Just when you think that certain experiences are behind you, you look up and there is one ahead of you. While recently at my country retreat known as Brief Recess, I went out to the barn to check on the tractor and noticed a fleeting shadow as I approached the door. I paused and looked again, closely. Then I heard his voice.

“Come on inside here before you get sunstroke out there with no hat,” the familiar voice called out.

I walked on inside to the coolness of the barn. My eyes adjusted and there he was, just twirling something like screw driver with a leather string through the handle around his index finger. He was wearing the same white shirt with the familiar pall mall cigarette hanging from his lip.

What, I wondered, was he doing here? Did he have some wisdom to impart about the crazy current happenings in our country and the world? I fumbled around and finally spoke to him. “It’s been over five years since we last talked, I think.”

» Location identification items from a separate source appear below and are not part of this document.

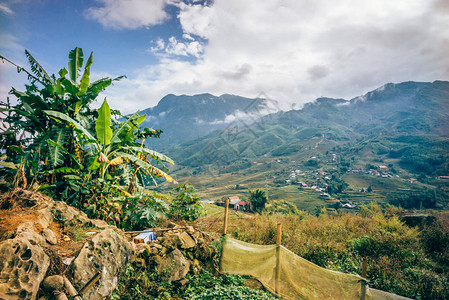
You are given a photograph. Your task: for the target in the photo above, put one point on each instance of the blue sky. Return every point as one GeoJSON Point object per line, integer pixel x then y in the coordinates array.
{"type": "Point", "coordinates": [293, 50]}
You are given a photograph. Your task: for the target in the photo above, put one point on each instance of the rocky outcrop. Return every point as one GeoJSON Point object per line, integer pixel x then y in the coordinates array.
{"type": "Point", "coordinates": [174, 253]}
{"type": "Point", "coordinates": [23, 264]}
{"type": "Point", "coordinates": [23, 259]}
{"type": "Point", "coordinates": [108, 252]}
{"type": "Point", "coordinates": [173, 266]}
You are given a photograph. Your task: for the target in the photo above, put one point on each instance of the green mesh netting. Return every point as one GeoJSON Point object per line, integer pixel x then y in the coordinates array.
{"type": "Point", "coordinates": [299, 278]}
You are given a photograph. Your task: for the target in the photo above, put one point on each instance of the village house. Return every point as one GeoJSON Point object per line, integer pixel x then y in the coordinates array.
{"type": "Point", "coordinates": [383, 168]}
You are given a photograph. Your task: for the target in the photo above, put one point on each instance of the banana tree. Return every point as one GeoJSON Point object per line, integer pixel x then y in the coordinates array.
{"type": "Point", "coordinates": [111, 147]}
{"type": "Point", "coordinates": [71, 93]}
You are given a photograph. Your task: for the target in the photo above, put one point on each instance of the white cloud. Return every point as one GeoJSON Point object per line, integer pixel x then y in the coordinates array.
{"type": "Point", "coordinates": [296, 51]}
{"type": "Point", "coordinates": [184, 49]}
{"type": "Point", "coordinates": [129, 14]}
{"type": "Point", "coordinates": [5, 9]}
{"type": "Point", "coordinates": [173, 47]}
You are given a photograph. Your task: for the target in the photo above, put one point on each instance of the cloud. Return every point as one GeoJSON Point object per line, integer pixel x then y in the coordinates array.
{"type": "Point", "coordinates": [5, 9]}
{"type": "Point", "coordinates": [129, 14]}
{"type": "Point", "coordinates": [295, 51]}
{"type": "Point", "coordinates": [317, 72]}
{"type": "Point", "coordinates": [185, 49]}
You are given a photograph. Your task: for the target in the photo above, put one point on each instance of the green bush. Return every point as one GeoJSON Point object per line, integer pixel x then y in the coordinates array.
{"type": "Point", "coordinates": [186, 205]}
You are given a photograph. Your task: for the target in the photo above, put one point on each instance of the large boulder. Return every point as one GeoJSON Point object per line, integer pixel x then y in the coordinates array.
{"type": "Point", "coordinates": [23, 264]}
{"type": "Point", "coordinates": [108, 252]}
{"type": "Point", "coordinates": [173, 266]}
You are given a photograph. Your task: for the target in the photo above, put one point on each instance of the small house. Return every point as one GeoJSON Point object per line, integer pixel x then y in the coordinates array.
{"type": "Point", "coordinates": [242, 205]}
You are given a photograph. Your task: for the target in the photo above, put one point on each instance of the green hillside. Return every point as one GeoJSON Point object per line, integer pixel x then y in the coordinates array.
{"type": "Point", "coordinates": [401, 127]}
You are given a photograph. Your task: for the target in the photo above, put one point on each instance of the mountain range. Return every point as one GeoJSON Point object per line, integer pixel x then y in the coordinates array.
{"type": "Point", "coordinates": [184, 118]}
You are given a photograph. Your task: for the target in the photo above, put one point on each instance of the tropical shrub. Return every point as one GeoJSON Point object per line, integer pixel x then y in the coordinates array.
{"type": "Point", "coordinates": [185, 205]}
{"type": "Point", "coordinates": [93, 159]}
{"type": "Point", "coordinates": [258, 199]}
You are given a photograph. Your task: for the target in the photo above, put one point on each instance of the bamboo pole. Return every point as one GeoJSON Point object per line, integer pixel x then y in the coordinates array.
{"type": "Point", "coordinates": [277, 286]}
{"type": "Point", "coordinates": [278, 233]}
{"type": "Point", "coordinates": [154, 230]}
{"type": "Point", "coordinates": [363, 282]}
{"type": "Point", "coordinates": [225, 224]}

“Well,” he grunted, “you seemed to be kinda perturbed and I didn’t want to see you bust your bonnet over whatever you got in your craw. Had some time off and thought I would drop in and see how you were doing.”

I related that I had retired from the judging business, started doing a little gardening and traveling around in the world.

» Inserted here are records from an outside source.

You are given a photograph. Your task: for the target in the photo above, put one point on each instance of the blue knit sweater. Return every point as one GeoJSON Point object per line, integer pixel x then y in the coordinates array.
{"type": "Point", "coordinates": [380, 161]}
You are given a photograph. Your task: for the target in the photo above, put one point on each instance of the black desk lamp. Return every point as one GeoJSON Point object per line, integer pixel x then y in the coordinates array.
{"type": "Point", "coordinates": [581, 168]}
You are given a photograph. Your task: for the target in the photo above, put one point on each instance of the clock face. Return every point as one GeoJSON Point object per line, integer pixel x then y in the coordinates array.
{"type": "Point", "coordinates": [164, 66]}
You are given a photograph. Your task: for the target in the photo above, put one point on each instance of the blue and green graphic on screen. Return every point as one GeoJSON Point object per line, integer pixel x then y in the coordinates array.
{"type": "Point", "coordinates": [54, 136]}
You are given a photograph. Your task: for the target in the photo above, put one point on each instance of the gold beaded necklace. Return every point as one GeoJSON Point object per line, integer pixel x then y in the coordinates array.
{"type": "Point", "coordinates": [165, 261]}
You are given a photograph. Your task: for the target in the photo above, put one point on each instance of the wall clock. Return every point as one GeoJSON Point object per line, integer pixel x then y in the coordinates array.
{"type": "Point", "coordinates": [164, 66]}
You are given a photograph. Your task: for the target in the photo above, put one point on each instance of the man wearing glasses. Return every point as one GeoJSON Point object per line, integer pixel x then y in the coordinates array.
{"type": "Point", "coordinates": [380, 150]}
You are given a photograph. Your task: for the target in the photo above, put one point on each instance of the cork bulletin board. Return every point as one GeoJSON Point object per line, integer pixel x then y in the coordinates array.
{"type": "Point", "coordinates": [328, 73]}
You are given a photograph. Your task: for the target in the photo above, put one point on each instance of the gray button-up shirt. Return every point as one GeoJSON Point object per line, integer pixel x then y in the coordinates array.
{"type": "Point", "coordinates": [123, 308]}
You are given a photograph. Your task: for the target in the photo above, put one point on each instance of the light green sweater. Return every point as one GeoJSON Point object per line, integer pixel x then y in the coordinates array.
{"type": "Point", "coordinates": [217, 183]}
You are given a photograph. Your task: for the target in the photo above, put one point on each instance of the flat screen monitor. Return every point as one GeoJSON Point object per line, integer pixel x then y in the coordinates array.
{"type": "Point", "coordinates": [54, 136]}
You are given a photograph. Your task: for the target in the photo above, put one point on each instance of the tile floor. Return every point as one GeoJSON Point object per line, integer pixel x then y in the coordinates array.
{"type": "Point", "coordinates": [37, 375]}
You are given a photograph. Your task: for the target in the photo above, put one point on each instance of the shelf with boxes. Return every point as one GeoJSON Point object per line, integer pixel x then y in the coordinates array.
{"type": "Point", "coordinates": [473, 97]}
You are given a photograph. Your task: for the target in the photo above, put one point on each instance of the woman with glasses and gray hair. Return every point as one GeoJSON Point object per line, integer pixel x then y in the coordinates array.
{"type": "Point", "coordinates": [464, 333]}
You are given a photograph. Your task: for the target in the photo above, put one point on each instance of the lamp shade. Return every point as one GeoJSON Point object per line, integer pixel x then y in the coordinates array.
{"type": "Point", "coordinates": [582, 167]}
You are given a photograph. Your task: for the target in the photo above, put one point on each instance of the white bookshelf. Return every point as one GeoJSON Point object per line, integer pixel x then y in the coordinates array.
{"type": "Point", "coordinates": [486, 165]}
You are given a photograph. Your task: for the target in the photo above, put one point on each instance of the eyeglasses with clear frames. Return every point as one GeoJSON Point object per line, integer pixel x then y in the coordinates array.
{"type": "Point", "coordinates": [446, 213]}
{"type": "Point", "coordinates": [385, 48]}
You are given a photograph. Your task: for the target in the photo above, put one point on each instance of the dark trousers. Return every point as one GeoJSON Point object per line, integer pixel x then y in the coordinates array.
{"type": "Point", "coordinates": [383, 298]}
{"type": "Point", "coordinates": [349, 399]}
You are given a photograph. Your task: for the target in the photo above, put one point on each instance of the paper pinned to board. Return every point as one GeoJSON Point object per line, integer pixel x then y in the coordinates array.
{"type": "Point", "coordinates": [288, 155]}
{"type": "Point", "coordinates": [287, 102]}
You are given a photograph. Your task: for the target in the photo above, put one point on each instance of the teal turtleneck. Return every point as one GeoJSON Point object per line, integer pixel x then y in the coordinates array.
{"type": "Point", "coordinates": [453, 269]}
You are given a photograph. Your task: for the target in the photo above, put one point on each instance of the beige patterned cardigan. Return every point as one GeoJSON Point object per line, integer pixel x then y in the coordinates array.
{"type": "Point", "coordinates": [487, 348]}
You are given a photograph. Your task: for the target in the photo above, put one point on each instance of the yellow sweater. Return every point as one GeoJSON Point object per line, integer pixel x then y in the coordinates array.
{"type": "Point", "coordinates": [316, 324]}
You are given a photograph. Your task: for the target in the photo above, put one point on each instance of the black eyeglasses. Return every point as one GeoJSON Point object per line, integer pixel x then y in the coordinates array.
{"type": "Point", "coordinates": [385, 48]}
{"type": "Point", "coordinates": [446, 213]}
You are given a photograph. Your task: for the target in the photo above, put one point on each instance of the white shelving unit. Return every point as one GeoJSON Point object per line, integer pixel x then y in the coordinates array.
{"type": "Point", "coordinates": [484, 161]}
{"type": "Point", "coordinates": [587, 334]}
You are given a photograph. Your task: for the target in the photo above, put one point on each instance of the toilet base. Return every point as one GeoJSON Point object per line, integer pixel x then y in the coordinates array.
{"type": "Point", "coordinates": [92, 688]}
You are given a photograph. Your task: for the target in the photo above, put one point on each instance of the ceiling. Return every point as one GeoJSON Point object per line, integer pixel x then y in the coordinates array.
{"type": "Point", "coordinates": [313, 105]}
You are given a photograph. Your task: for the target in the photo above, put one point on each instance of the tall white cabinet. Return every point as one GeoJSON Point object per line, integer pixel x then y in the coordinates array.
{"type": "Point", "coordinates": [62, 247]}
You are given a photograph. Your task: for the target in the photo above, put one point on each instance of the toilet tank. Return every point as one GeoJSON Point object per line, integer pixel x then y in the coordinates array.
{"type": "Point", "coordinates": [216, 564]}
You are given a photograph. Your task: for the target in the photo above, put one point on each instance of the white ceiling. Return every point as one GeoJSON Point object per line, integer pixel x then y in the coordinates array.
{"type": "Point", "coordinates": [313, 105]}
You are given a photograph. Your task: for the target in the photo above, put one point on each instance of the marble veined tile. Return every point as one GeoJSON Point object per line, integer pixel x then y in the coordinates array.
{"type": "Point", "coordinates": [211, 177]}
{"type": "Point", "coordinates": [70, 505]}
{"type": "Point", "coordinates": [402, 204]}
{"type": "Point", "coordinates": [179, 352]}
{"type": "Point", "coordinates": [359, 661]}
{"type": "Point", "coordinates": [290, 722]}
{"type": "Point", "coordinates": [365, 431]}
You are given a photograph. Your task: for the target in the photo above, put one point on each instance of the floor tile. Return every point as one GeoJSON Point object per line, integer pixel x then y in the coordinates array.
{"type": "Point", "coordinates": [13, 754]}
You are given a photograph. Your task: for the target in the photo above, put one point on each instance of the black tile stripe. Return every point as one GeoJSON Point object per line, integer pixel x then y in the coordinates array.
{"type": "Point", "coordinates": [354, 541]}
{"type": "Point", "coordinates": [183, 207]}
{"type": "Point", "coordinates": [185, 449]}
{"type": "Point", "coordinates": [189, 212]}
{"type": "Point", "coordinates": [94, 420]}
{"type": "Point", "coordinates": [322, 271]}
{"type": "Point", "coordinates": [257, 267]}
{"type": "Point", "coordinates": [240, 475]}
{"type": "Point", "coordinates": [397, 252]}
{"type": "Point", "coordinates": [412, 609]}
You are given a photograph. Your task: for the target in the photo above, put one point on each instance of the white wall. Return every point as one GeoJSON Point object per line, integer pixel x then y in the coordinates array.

“But something ain’t right, is it?” he inquired.

“Nope,” I admitted. “The world seems to be getting a little crazy in some respects and I feel sorta powerless as one person to do anything about it.”

“Does the way that the nation is behaving in the world, does it kinda remind you of the alpha dog in the pen full of hounds at feeding time?” He said while grinning broadly.

“You know, that is sorta the feeling I get; what with all the frustration everybody is venting about politics, about the lack of jobs, and the feeling that everybody’s standard of living is in jeopardy. I mean we don’t seem to see a need to maintain the status quo, but just seem to keep on with each individual just wanting more and more.”

“Yep, that’s lead dog behavior in the pen all right,” he remarked. “Reckon the dog getting put in a pen all by his self will calm him down any?”

“Not sure what you’re getting at here,” I replied. “But sometimes I do separate out the big dog if he gets too rough on the others, eating more than his share and all“.

“Think about it,” he said. “The nature of the world has a balance to it. When one part starts acting up, another part acts in a way to provide a counter balance. What you got to hope for is that no one part gets so caught up in its sense of individuality that it forgets it is a part of the rest. It is the same with the dog pen.”

“And so,” I asked, “your point is what?”

He looked at me thoughtfully and replied, “you gotta hope that the dogs don’t all get to snarling and fighting to the point that they tear down the whole darned dog pen.”

As I pondered this point, I heard thunder overhead, looked back at the barn door, then looked at where he had been. He was gone, but I thought I heard him chuckling somewhere in the eternal distance.